We asked a panel of portfolio managers how they are thinking about investing in today's richly valued market. Specifically: what attributes they are seeking, and how they are avoiding biases. Steve Johnson offers some essential reading, Tim Kelley focuses on capital preservation, and Alex Pollak cites four key characteristics.
Read the 'Checklist Manifesto'
Steve Johnson, Forager Funds
The only thing we look for is a substantial discount to intrinsic value. Sometimes that is in lower quality businesses, and sometimes we can find it in better quality businesses. Sometimes we find whole sectors that look cheap, like mining services a few years ago. But we aren't looking for anything different in the current market.
I would say the degree of valuation variability is quite narrow at the moment. There aren't really any bombed out sectors locally, or global markets that look particularly cheap.
It's important in markets like this to have a bias towards better quality businesses and a bit more cash than usual. Those opportunities will be back.
I'm a big fan of Atul Gawande's book, ‘The Checklist Manifesto’ and we use a lot of his tools to keep us on the straight and narrow. Our research process includes a checklist of investor biases, which we apply to our own thinking and also use to analyse management behaviour.
Nothing is foolproof though. One of the most important things to understand about psychological bias is how it works on your subconscious more than your conscious mind. Don't think that just because you have thought about something, it ceases being a problem.

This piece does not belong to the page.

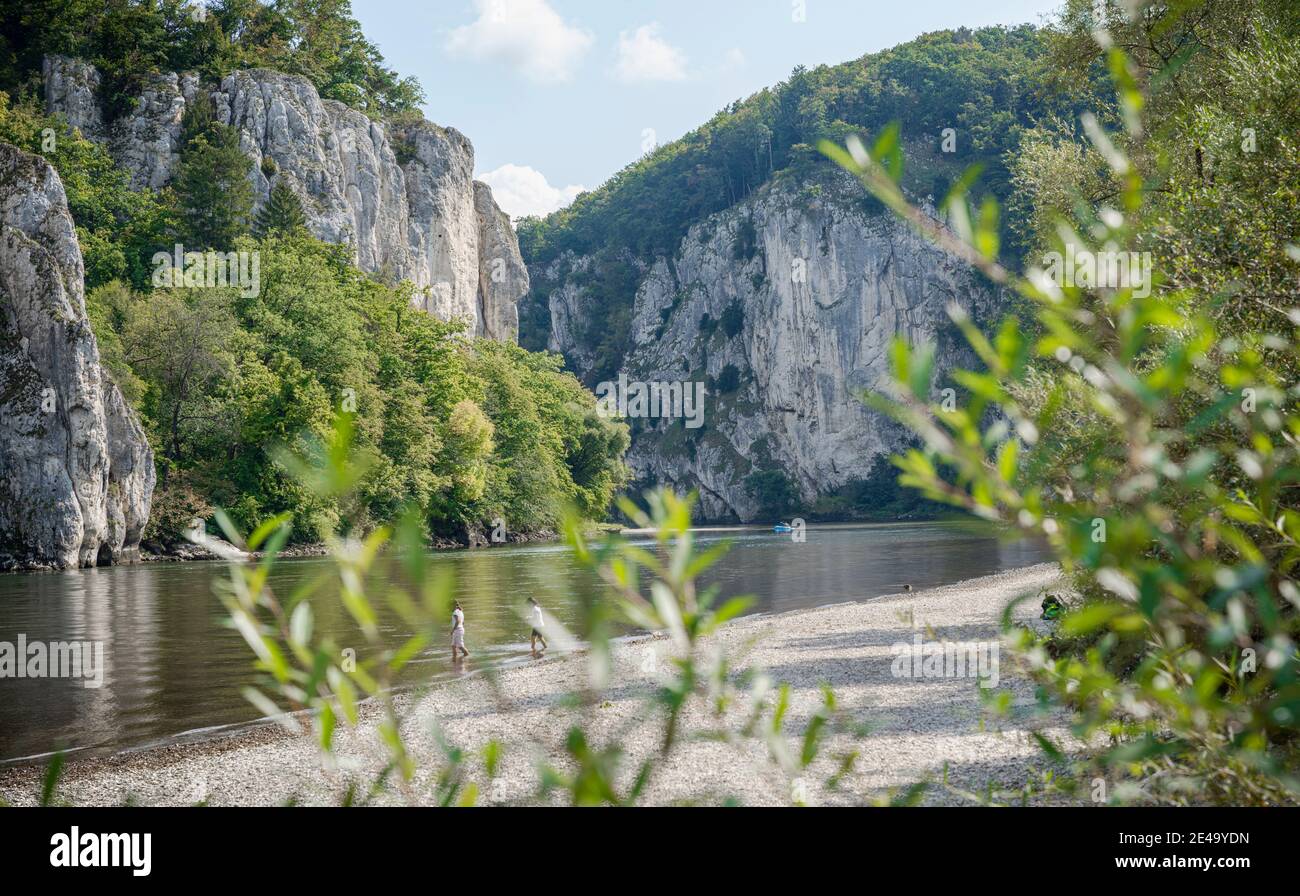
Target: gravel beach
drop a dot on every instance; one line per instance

So we also have some rules around position sizing, portfolio weighting, liquidity and total portfolio risk exposure. Flexibility is important but if you are going to do something extreme. you should have to jump some high hurdles.
Avoid downside risk
Tim Kelley, Montgomery Investment Management
We are always focused on quality, future prospects and value, which we think provides a strong footing, especially in difficult conditions. In the current market, which we see as both expensive and uncertain, we become increasingly focused on downside risk.
A substantial loss of value in a portfolio can be very difficult to recover, and so as markets become less friendly we become more willing to surrender some upside to protect the downside.
...This doesn’t mean a wholesale restructuring of the portfolio, but it does mean a gentle shift away from companies with stronger long-term growth profile, and towards companies with more stability and certainty around medium-term earnings.
Bias as an opportunity AND as something to manage
Bias is an important source of alpha, both positive and negative, and good investors need to not only defend against bias in their own decisions, but also use it to their benefit. For example, our idea screening process includes measures aimed at highlighting mispricing that can arise due to known investor biases like the disposition effect.
When it comes to the deep dive part of the analysis, we need to ensure that we don’t fall victim to bias ourselves. One technique we find useful is “blind” valuation modelling. An analyst with a valuation model is always tempted to tweak the input assumptions to get a sensible answer, so to address this, we have a round table discussion on critical valuation assumptions before we see the modelling results. This forces you to focus on the facts, and also highlights gaps in your understanding of key business drivers.
4 key attributes we look for
Alex Pollak, Loftus Peak
1) We look for a sustainable competitive advantage, for example in cost of goods, or marginal cost of revenue.
2) Related to this we look for scale-ability – whether a company can be a global player.
3) We also look at the existing industry structure to see if there are legacy business economics, which may be circumvented. In particular, if there are certain processes or products in the supply chain which are being rendered obsolete. An example of this can be seen in companies which once produced stand-alone digital cameras or portable cd players, both of which ultimately disappeared as consumer-facing businesses.
These attributes will generally show up in the company’s financial statements in a variety of ways. For example, quarterly revenue growth, growth in assets on balance sheet, low reliance on debt and equity (relative to cashflows from customers), lower-than-expected costs leading to higher gross margins. These attributes will also be evident in the company’s income and cashflow statements, which should reveal underlying trends in scale-ability and cost structure.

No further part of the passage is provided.